Though Mendoza was also set back by heat and dehydration at mile 42, he finished with a time of 6:25, just seven minutes behind Hazen. With a Golden Ticket already in hand from his finish at the Bandera 100K, Mendoza was satisfied with the effort he put into the race and intends to go in to Western States with the same goal: “Give it the best I have, and race wisely.”
Because Mendoza and Walmsley already had their tickets to Western, the final ticket was granted to the fourth place finisher: Eric Senseman. Though he did not earn a podium spot, his finish was one of the most exciting for the Coconino Cowboys. After an injury and non-ideal training leading up to the race, his ticket-winning finish was “the biggest surprise,” according to Walmsley.
In fact, Senseman seemed to have an exceptionally rewarding experience.

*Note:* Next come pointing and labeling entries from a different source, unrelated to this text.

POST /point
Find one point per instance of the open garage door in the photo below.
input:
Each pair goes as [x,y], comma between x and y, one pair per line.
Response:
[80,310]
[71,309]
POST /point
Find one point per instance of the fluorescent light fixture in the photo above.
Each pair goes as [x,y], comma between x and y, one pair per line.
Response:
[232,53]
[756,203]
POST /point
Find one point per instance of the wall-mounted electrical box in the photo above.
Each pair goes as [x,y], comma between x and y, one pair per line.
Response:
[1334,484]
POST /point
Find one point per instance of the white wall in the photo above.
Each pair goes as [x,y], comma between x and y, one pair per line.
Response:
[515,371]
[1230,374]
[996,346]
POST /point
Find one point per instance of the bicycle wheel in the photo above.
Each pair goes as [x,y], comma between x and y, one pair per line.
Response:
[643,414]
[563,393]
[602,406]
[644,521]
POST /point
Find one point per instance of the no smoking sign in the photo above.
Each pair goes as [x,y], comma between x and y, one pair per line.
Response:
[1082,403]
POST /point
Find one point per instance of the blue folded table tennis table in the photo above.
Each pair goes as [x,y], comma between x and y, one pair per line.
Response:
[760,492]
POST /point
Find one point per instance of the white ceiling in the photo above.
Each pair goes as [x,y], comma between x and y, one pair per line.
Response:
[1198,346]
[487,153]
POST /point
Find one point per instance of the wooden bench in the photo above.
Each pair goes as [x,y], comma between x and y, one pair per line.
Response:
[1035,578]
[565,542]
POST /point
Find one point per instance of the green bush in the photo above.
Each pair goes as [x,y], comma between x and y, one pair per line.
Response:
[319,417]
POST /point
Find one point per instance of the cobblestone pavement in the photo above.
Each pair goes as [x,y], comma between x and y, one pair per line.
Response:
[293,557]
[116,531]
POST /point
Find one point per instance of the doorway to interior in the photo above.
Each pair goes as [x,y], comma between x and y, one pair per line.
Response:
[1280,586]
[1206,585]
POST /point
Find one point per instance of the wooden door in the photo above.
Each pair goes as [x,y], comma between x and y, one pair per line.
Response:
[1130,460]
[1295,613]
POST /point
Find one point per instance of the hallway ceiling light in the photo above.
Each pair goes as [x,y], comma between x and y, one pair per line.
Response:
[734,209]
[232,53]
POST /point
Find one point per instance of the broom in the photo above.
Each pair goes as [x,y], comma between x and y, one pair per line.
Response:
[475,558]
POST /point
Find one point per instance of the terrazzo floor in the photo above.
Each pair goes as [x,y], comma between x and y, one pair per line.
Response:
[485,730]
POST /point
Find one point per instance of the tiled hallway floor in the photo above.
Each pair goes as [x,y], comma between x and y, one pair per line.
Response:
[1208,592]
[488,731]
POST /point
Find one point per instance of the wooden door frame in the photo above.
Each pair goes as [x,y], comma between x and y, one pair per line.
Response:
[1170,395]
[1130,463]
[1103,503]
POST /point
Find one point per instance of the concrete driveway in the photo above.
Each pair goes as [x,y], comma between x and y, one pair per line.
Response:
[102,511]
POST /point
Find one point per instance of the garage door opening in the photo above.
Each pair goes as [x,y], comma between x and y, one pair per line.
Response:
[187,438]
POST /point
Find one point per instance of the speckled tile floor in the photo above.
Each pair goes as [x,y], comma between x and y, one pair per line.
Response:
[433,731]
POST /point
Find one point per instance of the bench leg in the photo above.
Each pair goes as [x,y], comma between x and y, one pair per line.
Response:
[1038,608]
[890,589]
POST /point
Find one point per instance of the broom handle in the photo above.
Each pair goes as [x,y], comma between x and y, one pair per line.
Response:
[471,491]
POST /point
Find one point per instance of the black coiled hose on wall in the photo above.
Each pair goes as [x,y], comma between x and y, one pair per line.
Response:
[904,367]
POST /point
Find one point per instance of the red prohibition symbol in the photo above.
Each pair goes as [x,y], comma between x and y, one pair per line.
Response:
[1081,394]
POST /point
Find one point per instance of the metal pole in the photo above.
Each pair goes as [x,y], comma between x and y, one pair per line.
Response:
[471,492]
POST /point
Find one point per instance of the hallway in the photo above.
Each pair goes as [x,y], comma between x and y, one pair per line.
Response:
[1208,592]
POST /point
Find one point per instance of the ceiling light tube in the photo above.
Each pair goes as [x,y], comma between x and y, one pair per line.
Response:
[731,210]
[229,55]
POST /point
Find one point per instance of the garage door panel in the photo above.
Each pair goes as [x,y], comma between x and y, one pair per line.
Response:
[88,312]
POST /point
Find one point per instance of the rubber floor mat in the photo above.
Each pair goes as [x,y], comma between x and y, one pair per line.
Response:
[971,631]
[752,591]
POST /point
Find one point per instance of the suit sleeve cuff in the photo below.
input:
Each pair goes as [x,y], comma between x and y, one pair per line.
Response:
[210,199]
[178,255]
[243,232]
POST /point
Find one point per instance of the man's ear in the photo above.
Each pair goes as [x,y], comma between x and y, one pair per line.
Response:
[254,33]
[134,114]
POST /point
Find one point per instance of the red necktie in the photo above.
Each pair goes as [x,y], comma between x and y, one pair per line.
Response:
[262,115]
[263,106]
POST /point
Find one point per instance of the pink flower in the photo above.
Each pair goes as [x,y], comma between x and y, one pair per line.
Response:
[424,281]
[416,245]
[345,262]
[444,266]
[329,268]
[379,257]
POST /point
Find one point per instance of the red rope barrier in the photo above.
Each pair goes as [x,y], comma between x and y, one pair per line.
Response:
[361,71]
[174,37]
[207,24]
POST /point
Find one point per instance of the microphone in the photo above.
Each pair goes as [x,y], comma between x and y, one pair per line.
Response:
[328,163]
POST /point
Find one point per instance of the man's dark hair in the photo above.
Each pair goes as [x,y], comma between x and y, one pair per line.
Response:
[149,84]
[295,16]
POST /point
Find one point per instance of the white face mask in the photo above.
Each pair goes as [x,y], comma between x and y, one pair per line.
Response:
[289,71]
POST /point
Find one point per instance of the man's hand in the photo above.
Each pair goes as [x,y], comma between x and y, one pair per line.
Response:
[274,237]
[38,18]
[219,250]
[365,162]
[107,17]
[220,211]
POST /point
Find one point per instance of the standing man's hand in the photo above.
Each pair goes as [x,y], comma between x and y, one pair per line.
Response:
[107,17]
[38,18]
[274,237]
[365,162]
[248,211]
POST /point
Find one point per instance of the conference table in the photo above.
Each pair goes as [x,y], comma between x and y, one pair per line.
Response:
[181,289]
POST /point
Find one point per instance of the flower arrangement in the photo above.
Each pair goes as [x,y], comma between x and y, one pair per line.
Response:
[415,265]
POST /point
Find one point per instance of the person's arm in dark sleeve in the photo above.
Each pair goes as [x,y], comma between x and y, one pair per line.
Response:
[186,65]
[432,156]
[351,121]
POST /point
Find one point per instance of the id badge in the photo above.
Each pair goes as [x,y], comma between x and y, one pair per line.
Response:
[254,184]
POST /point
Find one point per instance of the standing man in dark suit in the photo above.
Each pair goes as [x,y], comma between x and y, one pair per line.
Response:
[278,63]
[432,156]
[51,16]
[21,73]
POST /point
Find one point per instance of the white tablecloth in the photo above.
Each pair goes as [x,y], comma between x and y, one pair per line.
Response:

Breaking from the mold, the final 12 miles of blazing sunshine actually went well for him.
“I was hurting, but mentally I was in a really good place,” he says. “It just showed me that I can suffer through miles at a good clip as long as I stay in the right headspace…a good lesson to learn before Western.”
At the finish line, Senseman was beaming. “I really don’t have words for the amount of support and love we have in our group,” he says, referring to the Cowboys and the additional 20 supporters that came to cheer them on. “It was more than enough motivation to keep me moving during the race.”
Everyone who ran Lake Sonoma 50 and landed a ticket to Western can agree on one training tactic for the coming weeks: heat training.
—Jacky Thompson is an avid trail runner and outdoor adventurer. Born and raised in the Arizona desert, she is slightly jealous of the Lake Sonoma heat as she writes this article in the midst of a Colorado springtime blizzard.